# 11.1, X11, MS Windows, Putty, VcXsrv



## Red52 (Aug 15, 2017)

Commissioning a FreeBSD 11.1 box starting with an empty HD. From MS Windows, using VcXsrv and PuTTY, am unable to start X11 programs.

When I login using PuTTY, VCXsrv already running, these two lines are in the lines displayed.
`/usr/local/bin/xauth: (stdin):1: bad display name "unix:10.0" in "remove" command
/usr/local/bin/xauth: (stdin):2: bad display name "unix:10.0" in "add" command`

From the env command
`DISPLAY=localhost:10.0`

Trying to run xclock gives
`PuTTY X11 proxy: Unsupported authorisation protocol
Error: Can't open display: localhost:10.0`

Other information that may help:
Trying to run xfce4 (uses a different setup on VcXsrv) gives some similar information.

A FreeBSD 10.3 box is used daily without problems. A FreeBSD virtual machine was upgraded from 11.0 to 11.1 and things work as expected.

Things behave the same from MS Windows 10 and 7 boxes.​
I am not making any progress on sorting this one out.  A solution would be good.  Direction for troubleshooting is also good.  Thanks.


----------



## SirDice (Aug 15, 2017)

Make sure X11 forwarding is turned on on the PuTTY session (it's off by default). Also make sure sshd_config(5) allows X11 forwarding.


----------



## Red52 (Aug 15, 2017)

Set X11Forwarding to yes in /etc/ssh/sshd_config.  No change.  (The man page thinks default is yes.)

Looking at my original post, it may not have been clear that all the FreeBSD instances are headless.  The one clean install of 11.1 has a problem with X11 forwarding that the others do not have.


----------



## SirDice (Aug 16, 2017)

Red52 said:


> it may not have been clear that all the FreeBSD instances are headless.


Doesn't matter, it's not relevant for X forwarding.

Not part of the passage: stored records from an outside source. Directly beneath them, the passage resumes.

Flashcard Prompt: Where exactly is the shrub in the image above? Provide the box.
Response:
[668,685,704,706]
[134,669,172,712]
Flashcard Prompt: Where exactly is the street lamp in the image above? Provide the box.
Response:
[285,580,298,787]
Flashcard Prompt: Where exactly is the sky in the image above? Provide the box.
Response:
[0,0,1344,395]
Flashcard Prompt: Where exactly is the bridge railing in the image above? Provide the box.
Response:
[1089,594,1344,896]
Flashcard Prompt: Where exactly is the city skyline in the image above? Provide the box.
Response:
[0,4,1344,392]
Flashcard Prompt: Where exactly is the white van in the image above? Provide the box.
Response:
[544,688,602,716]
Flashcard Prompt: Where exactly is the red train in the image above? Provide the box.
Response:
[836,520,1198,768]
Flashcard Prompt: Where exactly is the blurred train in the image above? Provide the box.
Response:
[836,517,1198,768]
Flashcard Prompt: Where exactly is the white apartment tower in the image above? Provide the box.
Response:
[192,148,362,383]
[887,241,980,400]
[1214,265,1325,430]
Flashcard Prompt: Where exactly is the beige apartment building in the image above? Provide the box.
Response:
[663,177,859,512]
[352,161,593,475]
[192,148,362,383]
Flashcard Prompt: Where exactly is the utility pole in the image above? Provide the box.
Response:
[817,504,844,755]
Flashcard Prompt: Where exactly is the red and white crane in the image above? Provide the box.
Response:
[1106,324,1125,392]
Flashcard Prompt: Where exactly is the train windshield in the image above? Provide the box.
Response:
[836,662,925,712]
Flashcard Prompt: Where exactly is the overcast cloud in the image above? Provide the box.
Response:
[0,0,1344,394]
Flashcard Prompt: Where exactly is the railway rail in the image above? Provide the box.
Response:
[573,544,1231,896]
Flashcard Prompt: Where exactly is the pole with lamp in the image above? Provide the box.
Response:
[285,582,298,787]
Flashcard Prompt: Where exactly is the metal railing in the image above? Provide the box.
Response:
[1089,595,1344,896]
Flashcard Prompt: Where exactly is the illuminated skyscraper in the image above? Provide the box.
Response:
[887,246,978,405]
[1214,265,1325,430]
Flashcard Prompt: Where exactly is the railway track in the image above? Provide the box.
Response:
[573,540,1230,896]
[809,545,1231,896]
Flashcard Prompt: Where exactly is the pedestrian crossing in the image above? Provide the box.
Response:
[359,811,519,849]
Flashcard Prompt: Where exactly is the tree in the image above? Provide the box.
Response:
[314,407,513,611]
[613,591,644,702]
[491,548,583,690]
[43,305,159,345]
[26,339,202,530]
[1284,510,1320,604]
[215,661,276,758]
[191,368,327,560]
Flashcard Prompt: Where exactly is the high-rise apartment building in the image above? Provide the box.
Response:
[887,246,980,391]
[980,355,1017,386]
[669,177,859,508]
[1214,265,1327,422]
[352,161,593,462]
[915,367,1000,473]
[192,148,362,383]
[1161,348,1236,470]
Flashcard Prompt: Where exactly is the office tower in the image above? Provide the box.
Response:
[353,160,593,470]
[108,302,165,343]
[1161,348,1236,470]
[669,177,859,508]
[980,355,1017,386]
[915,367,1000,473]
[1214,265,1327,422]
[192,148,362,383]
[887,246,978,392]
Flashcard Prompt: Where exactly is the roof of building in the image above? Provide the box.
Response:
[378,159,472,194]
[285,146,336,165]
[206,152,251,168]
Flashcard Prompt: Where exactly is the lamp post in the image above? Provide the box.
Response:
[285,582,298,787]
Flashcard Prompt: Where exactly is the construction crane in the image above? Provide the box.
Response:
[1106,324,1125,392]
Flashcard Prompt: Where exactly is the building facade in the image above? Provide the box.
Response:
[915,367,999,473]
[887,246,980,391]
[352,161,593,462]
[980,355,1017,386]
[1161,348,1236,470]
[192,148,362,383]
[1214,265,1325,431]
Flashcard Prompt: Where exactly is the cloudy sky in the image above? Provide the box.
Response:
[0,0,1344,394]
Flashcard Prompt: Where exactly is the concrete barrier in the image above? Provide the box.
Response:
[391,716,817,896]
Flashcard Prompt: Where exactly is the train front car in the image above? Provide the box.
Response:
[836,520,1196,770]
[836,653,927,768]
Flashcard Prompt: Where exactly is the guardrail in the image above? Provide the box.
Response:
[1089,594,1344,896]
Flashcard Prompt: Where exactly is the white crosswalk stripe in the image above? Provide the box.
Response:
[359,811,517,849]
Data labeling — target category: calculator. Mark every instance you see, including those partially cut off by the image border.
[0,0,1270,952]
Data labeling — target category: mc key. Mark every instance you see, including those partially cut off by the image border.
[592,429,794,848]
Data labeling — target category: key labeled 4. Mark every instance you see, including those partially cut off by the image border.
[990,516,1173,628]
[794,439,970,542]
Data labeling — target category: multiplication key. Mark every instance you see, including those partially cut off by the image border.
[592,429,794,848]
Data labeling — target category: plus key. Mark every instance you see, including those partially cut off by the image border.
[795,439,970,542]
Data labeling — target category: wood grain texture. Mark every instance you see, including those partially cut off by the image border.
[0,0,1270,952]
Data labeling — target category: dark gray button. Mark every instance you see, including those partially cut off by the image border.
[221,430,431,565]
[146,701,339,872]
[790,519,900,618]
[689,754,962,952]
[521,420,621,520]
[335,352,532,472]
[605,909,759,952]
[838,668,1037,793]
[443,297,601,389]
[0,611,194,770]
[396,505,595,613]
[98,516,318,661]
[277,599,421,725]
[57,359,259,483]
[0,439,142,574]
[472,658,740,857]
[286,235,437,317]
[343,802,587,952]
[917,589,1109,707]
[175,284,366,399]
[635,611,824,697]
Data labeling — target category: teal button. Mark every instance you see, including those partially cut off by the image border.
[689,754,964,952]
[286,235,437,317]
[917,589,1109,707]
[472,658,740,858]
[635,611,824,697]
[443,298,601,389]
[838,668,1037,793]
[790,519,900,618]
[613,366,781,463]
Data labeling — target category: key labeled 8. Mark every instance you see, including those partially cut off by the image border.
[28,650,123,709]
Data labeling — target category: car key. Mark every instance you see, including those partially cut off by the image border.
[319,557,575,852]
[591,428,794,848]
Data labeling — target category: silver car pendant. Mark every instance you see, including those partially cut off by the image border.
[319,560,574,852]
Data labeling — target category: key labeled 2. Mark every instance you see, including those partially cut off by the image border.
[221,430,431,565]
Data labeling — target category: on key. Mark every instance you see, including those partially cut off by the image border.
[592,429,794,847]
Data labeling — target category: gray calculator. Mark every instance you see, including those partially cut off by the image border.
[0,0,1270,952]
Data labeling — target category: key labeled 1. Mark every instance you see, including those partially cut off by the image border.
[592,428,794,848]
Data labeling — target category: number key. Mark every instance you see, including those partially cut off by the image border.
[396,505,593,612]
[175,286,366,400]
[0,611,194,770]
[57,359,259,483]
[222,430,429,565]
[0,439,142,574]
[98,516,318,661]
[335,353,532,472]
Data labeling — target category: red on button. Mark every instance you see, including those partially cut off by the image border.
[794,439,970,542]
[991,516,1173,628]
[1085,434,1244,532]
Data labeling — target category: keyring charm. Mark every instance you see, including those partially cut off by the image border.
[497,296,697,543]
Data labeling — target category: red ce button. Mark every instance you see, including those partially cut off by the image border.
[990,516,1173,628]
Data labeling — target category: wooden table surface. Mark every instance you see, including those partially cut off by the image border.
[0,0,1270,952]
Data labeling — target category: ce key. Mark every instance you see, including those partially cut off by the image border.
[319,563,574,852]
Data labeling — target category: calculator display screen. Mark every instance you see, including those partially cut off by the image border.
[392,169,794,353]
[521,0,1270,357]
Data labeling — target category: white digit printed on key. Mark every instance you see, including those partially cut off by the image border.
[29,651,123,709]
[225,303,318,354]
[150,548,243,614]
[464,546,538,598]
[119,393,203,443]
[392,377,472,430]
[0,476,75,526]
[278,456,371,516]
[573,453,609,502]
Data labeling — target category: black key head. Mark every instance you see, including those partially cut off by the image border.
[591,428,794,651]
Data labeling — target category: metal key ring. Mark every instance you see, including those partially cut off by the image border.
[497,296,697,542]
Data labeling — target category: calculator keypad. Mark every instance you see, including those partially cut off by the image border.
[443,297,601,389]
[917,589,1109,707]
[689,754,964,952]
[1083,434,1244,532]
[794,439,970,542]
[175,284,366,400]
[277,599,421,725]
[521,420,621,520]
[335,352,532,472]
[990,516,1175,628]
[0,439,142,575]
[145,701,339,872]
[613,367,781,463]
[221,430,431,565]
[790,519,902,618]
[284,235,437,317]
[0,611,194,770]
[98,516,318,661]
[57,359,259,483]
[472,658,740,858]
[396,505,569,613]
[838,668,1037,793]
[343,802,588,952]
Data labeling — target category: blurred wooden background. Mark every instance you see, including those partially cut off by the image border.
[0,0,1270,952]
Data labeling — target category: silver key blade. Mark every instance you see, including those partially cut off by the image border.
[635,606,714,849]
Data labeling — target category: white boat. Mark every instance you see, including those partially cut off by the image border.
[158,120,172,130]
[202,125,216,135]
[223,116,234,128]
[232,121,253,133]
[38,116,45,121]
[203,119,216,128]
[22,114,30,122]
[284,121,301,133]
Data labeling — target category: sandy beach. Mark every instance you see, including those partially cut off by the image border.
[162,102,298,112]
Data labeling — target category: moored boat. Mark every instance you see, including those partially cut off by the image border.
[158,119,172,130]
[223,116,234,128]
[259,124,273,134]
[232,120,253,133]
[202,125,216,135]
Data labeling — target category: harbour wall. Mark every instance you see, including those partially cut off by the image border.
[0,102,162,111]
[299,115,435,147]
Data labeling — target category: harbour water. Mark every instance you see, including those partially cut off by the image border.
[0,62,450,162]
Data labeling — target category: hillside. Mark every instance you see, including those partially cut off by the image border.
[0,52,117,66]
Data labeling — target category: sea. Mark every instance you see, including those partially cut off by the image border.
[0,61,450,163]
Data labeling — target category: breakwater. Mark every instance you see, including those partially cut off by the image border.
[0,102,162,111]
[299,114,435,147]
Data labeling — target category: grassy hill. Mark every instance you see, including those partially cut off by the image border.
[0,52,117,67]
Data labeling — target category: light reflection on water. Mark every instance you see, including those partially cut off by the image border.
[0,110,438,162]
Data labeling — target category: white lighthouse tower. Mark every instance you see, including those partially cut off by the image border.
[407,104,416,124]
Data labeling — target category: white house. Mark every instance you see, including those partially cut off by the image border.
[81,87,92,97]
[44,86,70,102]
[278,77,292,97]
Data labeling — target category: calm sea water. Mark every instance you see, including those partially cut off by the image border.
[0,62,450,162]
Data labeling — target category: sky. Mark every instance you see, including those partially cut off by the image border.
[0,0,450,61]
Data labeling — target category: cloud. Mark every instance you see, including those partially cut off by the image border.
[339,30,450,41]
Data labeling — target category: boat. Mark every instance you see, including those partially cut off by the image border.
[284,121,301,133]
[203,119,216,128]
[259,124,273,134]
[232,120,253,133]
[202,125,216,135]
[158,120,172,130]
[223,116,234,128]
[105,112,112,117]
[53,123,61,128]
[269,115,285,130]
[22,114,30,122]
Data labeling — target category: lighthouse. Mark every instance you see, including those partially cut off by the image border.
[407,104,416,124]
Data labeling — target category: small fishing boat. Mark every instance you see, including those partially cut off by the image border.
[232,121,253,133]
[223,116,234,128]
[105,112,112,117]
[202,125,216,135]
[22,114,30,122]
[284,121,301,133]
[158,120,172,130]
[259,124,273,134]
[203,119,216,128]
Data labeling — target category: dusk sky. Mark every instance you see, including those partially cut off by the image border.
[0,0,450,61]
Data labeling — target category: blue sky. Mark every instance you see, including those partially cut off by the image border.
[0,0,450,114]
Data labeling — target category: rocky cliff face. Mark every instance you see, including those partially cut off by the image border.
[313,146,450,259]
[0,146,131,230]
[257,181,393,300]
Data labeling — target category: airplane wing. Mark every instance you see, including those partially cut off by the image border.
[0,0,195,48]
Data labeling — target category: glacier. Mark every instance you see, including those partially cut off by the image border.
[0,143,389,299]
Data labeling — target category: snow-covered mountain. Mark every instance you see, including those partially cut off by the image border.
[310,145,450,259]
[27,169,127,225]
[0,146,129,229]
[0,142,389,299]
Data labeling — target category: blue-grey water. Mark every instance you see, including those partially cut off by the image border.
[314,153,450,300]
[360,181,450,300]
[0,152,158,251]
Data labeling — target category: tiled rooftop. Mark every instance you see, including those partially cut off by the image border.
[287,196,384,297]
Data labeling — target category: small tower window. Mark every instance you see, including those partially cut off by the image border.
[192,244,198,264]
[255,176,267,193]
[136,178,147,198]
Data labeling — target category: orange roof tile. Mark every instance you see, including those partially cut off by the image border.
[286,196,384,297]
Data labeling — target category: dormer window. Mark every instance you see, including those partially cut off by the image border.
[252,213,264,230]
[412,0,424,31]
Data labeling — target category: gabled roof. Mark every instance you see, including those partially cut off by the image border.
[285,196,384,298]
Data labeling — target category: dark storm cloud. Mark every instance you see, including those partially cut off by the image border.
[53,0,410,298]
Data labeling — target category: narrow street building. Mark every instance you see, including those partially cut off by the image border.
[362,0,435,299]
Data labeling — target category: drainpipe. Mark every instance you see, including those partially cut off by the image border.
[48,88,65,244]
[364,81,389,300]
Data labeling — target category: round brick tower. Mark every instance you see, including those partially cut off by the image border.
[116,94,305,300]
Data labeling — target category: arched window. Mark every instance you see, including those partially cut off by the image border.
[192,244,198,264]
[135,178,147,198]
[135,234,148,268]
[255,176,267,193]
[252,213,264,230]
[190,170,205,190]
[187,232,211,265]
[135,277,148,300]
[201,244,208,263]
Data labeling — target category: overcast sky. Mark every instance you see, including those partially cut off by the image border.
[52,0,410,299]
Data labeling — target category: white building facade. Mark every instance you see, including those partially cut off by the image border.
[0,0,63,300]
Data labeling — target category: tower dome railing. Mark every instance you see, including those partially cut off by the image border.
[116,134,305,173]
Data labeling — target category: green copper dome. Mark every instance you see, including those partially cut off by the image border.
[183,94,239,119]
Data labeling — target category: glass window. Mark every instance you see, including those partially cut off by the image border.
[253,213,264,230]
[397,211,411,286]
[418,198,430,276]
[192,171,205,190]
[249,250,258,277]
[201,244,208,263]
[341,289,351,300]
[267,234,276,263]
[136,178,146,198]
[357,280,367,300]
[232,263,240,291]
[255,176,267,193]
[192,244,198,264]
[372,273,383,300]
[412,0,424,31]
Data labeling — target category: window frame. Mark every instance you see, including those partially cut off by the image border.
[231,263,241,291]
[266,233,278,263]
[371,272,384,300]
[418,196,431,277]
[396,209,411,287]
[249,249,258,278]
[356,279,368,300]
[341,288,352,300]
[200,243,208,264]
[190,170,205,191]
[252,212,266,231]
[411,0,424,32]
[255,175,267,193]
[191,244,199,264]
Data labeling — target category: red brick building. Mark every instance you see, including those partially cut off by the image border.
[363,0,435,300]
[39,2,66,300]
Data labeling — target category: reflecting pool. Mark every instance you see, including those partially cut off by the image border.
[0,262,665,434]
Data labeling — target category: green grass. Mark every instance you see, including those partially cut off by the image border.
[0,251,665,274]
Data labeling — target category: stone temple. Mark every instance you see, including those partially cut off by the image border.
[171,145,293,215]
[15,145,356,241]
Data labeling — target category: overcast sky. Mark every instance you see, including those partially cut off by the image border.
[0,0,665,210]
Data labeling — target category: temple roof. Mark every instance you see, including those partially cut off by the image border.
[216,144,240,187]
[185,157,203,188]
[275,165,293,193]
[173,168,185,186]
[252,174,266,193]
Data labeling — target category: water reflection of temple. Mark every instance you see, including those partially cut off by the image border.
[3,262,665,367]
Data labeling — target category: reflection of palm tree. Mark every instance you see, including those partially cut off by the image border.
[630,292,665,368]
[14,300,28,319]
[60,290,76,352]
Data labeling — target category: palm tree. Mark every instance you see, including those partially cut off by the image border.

The machine itself doesn't even have to have a working (or complete) Xorg. 

It's been a while since I last used X forwarding but I remember it was quite easy to get it working.


----------



## Red52 (Aug 16, 2017)

SirDice said:


> I remember it was quite easy to get it working.


It usually is.

Not having a better plan, another virtual machine was created and and a clean install of 11.1 was done.  It works as expected.

My working assumption is that problem is related to exactly how it was built up.  The problem machine will have the HD formatted and the install will be done again.  Some download time can be saved by keeping the /usr/ports/distfiles directory.

Thank you for the thoughts.
Robert


----------



## Red52 (Aug 18, 2017)

A clean install solved the problem.


----------